Los tres mosqueteros (Les trois mousquetaires)

Alexandre Dumas

Capítulo XIII

El señor Bonacieux

Como se ha podido observar, en todo esto había un personaje que, pese a su posición, no había parecido inquietarse más que a medias; este personaje era el señor Bonacieux, respetable mártir de las intrigas políticas y amorosas que tan bien se encadenaban unas a otras, en aquella época a la vez tan caballeresca y tan galante.

Afortunadamente —lo recuerde el lector o no lo recuerde—, afortunadamente hemos prometido no perderlo de vista.

Los esbirros que lo habían detenido lo condujeron directamente a la Bastilla, donde, todo tembloroso, se le hizo pasar por delante de un pelotón de soldados que cargaban sus mosquetes.

Allí, introducido en una galería semisubterránea, fue objeto, por parte de quienes lo habían llevado, de las más groseras injurias y del más feroz trato. Los esbirros veían que no se las habían con un gentilhombre, y lo trataban como a verdadero patán.

Al cabo de media hora aproximadamente, un escribano vino a poner fin a sus torturas, pero no a sus inquietudes, dando la orden de conducir al señor Bonacieux a la cámara de interrogatorios.
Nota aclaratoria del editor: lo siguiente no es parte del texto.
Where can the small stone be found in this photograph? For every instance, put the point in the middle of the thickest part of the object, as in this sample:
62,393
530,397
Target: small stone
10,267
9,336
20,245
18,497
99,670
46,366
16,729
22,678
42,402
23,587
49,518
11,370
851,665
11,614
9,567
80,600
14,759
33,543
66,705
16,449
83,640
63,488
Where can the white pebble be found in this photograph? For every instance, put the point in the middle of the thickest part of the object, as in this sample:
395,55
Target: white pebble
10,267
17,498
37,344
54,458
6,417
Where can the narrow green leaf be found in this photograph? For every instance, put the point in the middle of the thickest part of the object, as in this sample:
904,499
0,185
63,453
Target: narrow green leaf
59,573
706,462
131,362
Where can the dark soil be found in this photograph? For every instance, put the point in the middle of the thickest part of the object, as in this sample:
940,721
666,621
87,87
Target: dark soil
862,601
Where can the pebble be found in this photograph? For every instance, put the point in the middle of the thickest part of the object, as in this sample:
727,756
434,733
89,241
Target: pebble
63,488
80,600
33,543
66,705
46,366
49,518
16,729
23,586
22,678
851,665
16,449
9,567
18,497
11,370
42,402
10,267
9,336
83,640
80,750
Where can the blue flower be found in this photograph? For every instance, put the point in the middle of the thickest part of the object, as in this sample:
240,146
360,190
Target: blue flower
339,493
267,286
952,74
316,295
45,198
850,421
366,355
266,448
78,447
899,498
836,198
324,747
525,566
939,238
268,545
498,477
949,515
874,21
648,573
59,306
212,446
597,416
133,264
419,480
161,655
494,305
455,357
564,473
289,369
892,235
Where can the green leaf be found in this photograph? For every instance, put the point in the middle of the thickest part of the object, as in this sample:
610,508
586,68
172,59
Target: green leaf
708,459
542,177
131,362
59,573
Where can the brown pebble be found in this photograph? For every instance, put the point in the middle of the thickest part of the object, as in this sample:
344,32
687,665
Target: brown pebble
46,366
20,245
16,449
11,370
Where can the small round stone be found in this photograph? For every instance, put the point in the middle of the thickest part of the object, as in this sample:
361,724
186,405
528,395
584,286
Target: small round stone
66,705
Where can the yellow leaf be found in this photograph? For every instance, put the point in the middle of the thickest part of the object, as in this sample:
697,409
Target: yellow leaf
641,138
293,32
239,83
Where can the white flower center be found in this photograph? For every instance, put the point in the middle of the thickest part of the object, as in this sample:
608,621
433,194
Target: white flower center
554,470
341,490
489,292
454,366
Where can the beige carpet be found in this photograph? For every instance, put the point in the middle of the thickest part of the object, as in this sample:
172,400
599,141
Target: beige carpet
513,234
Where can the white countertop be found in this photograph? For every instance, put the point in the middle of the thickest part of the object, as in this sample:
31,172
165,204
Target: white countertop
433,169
Generalmente se interrogaba a los prisioneros en sus casas, pero con el señor Bonacieux no se guardaban tantas formas.

Dos guardias se apoderaron del mercero, le hicieron atravesar un patio, le hicieron adentrarse por un corredor en el que había tres centinelas, abrieron una puerta y lo empujaron en una habitación baja, donde por todo mueble no había más que una mesa, una silla y un comisario.

El comisario estaba sentado en la silla y se hallaba ocupado escribiendo algo sobre la mesa. Los dos guardias condujeron al prisionero ante la mesa y, a una señal del comisario, se alejaron fuera del alcance de la voz.

El comisario, que hasta entonces había mantenido la cabeza inclinada sobre sus papeles, la alzó para ver con quién tenía que habérselas. Aquel comisario era un hombre de facha repelente, la nariz puntiaguda, las mejillas amarillas y salientes, los ojos pequeños pero investigadores y vivos, y la fisonomía tenía al mismo tiempo algo de garduña y de zorro. Su cabeza sostenida por un cuello largo y móvil, salía de su amplio traje negro balanceándose con un movimiento casi parecido al de la tortuga cuando saca su cabeza fuera de su caparazón.

Comenzó por preguntar al señor Bonacieux sus apellidos y su nombre, su edad, su estado y su domicilio.

El acusado respondió que se llamaba Jacques-Michel Bonacieux, que tenía cincuenta y un años, mercero retirado, y que vivía en la calle des Fossoyeurs, número 11.[89]

Entonces el comisario, en lugar de continuar interrogándole, le soltó un largo discurso sobre el peligro que corre un burgués oscuro mezclándose en asuntos públicos.

Complicó este exordio con una exposición en la que contó el poder y los actos del señor cardenal, aquel ministro incomparable, aquel triunfador de los ministros pasados, aquel ejemplo de los ministros futuros: actos y poder a los que nadie se oponía impunemente.

Después de esta segunda parte de su discurso, fijando su mirada de gavilán sobre el pobre Bonacieux, lo invitó a reflexionar sobre la gravedad de la situación.

Las reflexiones del mercero estaban ya hechas; lanzaba pestes contra el momento en que el señor de La Porte había tenido la idea de casarlo con su ahijada, y sobre todo contra el momento en que esta ahijada había sido admitida como costurera de la reina.